According to the report, “During 2005-2013, the number of primary and secondary syphilis cases reported each year in the United States nearly doubled, from 8,724 to 16,663; the annual rate increased from 2.9 to 5.3 cases per 100,000 population.”
The report also says that “men contributed an increasing proportion of cases, accounting for 91.1% of all primary and secondary syphilis cases in 2013.” Most of the increases came from men who have sex with men, which were responsible for 77% of cases in 2009 but 83.9% in 2012, what the report calls “the vast majority of male… syphilis cases.”
The report warns that the numbers in the new report are likely far less than the true number because only 34 states and the District of Columbia fully report sex of sex partners.
The report raises a particular concern about what it calls “co-infection rates.” “There are reported rates of 50%-70% HIV co-infection among MSM infected with primary or secondary syphilis…”
The notion of co-infection follows closely a report just published by independent researcher Dale O’Leary in the prestigious Linacre Quarterly of the Catholic Medical Association, found at the bottom of this article.
O’Leary reports that researchers understand the problems of health among MSM are now so vast and interrelated they are considered a “syndemic,” a linked set of health issues involving two or more afflictions acting in concert within a specific population. According to the medical literature, among MSM these would include diseases like syphilis, gonorrhea, and HIV but also such pathologies as partner violence, drug abuse, and psychological disorders. Treating a single part of this puzzle would not solve the whole problem.

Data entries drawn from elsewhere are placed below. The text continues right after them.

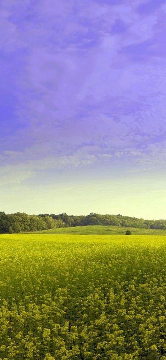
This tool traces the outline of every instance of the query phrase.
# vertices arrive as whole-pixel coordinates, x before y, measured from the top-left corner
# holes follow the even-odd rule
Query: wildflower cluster
[[[166,360],[165,239],[109,238],[1,236],[0,360]]]

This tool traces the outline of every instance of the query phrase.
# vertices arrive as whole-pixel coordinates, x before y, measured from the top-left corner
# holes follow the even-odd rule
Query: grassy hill
[[[49,230],[42,230],[41,231],[33,231],[31,233],[33,234],[116,235],[125,234],[127,230],[130,230],[132,235],[166,235],[166,230],[103,226],[102,225],[89,225],[87,226],[75,226],[74,228],[61,228],[59,229],[51,229]]]

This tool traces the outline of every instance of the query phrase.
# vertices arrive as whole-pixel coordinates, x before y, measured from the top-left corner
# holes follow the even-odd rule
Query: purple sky
[[[166,218],[166,16],[1,0],[1,210]]]

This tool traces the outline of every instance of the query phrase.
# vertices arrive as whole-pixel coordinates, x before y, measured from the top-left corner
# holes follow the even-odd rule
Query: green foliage
[[[165,237],[0,242],[0,360],[165,360]]]
[[[102,215],[93,212],[86,216],[75,216],[68,215],[66,212],[59,215],[40,214],[37,216],[21,212],[6,214],[0,212],[0,233],[40,231],[59,228],[90,225],[166,230],[166,220],[145,220],[122,216],[120,214]]]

The HIV/AIDS infection rate alone is bleak. From 2008 to 2010 the new HIV infection rate grew 12%, from 26,700 to 29,800 cases reported. One in five sexually active MSM carry the AIDS virus, but nearly half of those don’t even know it. However, HIV/AIDS is not the only problem, as the new CDC report on syphilis makes clear. According to the Linacre paper, “MSM are far more likely to be diagnosed with other STDs, some of which have become resistant to commonly used antibiotics.”
The paper reports on a 2004 outbreak of something called lymphogranuloma venereum (LGV), considered rare in the developed world prior to 2003, which includes “tender, enlarged lymph nodes in both groins.” A 2004 outbreak in the Netherlands among MSM has led to its spread in the European Union and the United States almost exclusively among the HIV-positive.
Another linked pathology is Hepatitis C, “which can lead to liver cancer, can be [sexually] transmitted and is spreading not only among HIV-positive gay men, but also among HIV-negative MSM.” Human papillomavirus is epidemic and has led to a “dramatic increase in anal cancer among MSM, especially those who are HIV positive.”
Included in this particular syndemic, according to the Linacre paper, are issues related to mental health, including higher risks of “suicidal ideation, substance misuse, and deliberate self harm than heterosexual people.” According to the paper, even the Southern Poverty Law Center, an advocacy group for MSM, admits “that LGBT people suffer higher rates of anxiety, depression and depression-related illnesses and behaviors like alcohol and drug abuse than the general population,” though they chalk this up to “homophobia.”
Drug abuse is quite common among this population and feeds into significant risk factors. Ecstasy, crystal meth, ketamine (animal tranquilizer), poppers (amyl nitrate for sniffing), Viagra, and even more exotic items like GHB, a nervous system depressant, are used at higher levels among MSM than the general population.
One of the more interesting problems facing the MSM community is the addiction many men have to using anabolic steroids in order to build muscle mass and appear more masculine to potential partners. According to a study released earlier this year the journal Pediatrics, 21% of gay or bisexual boys said they had ever used steroids compared to only 4% of heterosexual boys. Among those who used steroids 40 times or more, 8% of gay or bi boys did so while their heterosexual counterparts reported only 2%.